• The Children of Ash and Elm by Neil Price *** (of 4)

    Truly, everything you might ever want to know about Vikings and how they ruled with terrible violence is scrutinized. Scandinavia, Western Europe, and the British Isles from roughly 700 – 1,000 CE were all under Viking rule. What makes the book so compelling, however, is the degree to which the author explains the tools of modern archaeology. Long gone are simple descriptions of dates, rulers, eras, and material culture. In the olden days of archaeology, the past was filtered through strongly clouded lenses. Thusly, the Vikings have largely been described by Christian missionaries who were at first overwhelmed by pagan invaders and later rationalized their missionary zeal for conversion by re-imagining Viking perceptions of the world. Price puts on a pair of 21st century lenses.

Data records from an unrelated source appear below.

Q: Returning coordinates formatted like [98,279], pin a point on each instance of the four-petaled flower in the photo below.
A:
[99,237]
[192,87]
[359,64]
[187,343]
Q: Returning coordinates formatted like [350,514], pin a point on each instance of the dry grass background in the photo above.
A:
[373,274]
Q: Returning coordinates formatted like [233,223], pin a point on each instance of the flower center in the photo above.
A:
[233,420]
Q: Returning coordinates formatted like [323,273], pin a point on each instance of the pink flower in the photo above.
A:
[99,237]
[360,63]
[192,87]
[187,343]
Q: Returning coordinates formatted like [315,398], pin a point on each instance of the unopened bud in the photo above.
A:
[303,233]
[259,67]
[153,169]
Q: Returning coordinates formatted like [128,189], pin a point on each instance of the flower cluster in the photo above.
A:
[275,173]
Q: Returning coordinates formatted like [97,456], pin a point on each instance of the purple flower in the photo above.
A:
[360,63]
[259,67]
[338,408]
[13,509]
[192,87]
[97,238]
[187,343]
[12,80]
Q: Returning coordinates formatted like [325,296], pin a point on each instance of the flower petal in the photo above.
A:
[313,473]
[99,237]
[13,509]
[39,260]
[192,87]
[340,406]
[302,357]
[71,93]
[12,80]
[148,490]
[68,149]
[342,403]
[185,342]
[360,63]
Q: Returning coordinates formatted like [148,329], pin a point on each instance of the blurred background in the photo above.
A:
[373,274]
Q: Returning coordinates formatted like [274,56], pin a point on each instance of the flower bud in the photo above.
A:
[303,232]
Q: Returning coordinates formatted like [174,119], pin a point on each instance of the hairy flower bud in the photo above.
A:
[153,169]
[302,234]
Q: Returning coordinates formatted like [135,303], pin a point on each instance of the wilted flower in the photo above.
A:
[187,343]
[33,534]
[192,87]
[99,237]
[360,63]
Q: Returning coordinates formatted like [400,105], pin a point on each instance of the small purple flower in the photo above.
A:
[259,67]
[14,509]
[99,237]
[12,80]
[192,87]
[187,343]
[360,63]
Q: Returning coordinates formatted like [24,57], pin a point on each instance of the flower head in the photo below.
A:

    To take one example, Viking religion and belief in their gods was understood only in relation to Christianity, while Price argues rather effectively that even the concept of religion is a construct of monotheism. Price cross-references material objects found in archaeological digs, nordic sagas which mostly tell us what Vikings wanted to believe and fossilize about themselves, and a handful of written accounts left by traders, mostly Arab and a few Jewish who ventured north. The result is a description of life that does its best to describe Vikings as they saw themselves and to expand our vision of the past to include women, LGBTQIA, slaves, immigrants, emigrants, mealtime, daily work, child rearing, and so forth.

    Most remarkable is the degree to which the combination of story and artifacts make clear the extent to which even in the first millennia the Vikings were integrated into a global economy. There are Vikings and Viking things in Egypt, Iraq, India, and China. Walrus tusks, for example, and Viking swords are found along the Silk Road. Simultaneously, there are Vikings buried in silk.